As the reader may have already noted, the name one encounters most frequently when trying to ascertain who is behind this terrorist attack, is Mokhtar Belmokhtar — “a one-eyed war veteran with the nickname ‘Mr Marlboro.’” (Known as “The One-Eyed” as he wears an eyepatch over a lost eye.)
The BBC tells us that he earned the nickname Mr. Marlboro “because of his role in cigarette-smuggling across the Sahel region to finance his jihad, now waged under the banner of the Signed-in-Blood Battalion.”
For an interesting “profile”of Mr. Marlboro, read here.

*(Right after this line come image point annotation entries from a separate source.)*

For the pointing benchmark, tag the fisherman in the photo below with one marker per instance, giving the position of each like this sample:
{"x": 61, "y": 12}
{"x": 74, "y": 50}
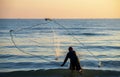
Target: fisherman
{"x": 74, "y": 61}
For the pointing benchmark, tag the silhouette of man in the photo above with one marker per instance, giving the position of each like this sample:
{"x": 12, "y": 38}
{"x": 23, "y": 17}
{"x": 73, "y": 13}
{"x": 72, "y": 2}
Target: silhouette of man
{"x": 74, "y": 61}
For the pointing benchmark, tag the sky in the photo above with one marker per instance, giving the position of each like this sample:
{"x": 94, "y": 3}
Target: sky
{"x": 59, "y": 8}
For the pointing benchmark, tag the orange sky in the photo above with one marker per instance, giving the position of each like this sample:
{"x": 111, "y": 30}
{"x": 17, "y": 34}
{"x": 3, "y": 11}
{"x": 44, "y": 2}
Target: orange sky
{"x": 59, "y": 8}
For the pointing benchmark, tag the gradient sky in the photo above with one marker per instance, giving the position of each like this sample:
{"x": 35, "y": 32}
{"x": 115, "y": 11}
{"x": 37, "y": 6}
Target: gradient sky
{"x": 59, "y": 8}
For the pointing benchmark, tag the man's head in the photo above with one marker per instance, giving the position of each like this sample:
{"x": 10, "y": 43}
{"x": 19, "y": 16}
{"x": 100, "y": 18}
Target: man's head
{"x": 70, "y": 49}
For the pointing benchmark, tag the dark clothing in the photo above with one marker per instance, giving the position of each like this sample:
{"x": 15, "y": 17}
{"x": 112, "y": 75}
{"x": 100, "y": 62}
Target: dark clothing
{"x": 74, "y": 61}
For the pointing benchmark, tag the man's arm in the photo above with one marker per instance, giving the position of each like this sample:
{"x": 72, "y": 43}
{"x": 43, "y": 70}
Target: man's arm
{"x": 66, "y": 58}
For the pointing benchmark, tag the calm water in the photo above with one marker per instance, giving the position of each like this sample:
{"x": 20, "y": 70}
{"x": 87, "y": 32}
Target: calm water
{"x": 39, "y": 42}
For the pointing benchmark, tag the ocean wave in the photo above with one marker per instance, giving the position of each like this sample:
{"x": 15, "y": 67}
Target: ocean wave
{"x": 87, "y": 34}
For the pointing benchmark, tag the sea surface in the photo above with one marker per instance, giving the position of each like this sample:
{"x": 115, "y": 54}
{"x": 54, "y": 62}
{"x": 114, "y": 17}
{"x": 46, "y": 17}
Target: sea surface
{"x": 33, "y": 44}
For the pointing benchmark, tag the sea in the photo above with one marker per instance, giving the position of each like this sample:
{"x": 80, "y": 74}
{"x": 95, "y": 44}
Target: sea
{"x": 33, "y": 44}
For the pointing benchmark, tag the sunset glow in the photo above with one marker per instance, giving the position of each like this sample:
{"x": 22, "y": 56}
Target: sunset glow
{"x": 59, "y": 8}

Here are some (paraphrased) excerpts:
Born in Ghardaia in eastern Algeria in 1972, Mr. Belmokhtar – according to interviews posted on Islamist websites – was attracted as a schoolboy to waging jihad.
Inspired to avenge the 1989 killing of Palestinian Islamist ideologue Abdullah Yusuf Azzam, he travelled to Afghanistan as a 19 year old to receive training from al-Qaeda.
When he returned to Algeria in 1993, Belmokhtar joined the conflict there and became a key figure in the militant Armed Islamist Group (GIA) and later the breakaway Salafist Group for Preaching and Combat (GSPC).
When the GSPC merged with al-Qaeda in the Islamic Maghreb (AQIM), Mr. Belmokhtar headed an AQIM battalion in the desert between Algeria and Mali.
After AQIM stripped him of his title as “emir of the Sahel” as a result of in-fighting, Mr. Belmokhtar launched the Signed-in-Blood Battalion last year.
And that brings Mr. Marlboro to the attack on the gas facility in Algeria, “its first big operation, showing that he remains influential despite his marginalisation within AQIM.”
As a somber footnote, Robert Fowler, former UN Niger envoy was captured by Belmokhtar loyalists outside Niger’s capital, Niamey, in December 2008, and then “frog-marched and thrown into the back of a truck… We began our descent into hell – a 1,000km [600-mile] journey northwards, into the Sahara Desert.” He says, “I think I know instinctively what they [the latest hostages captured in Algeria] are going through.”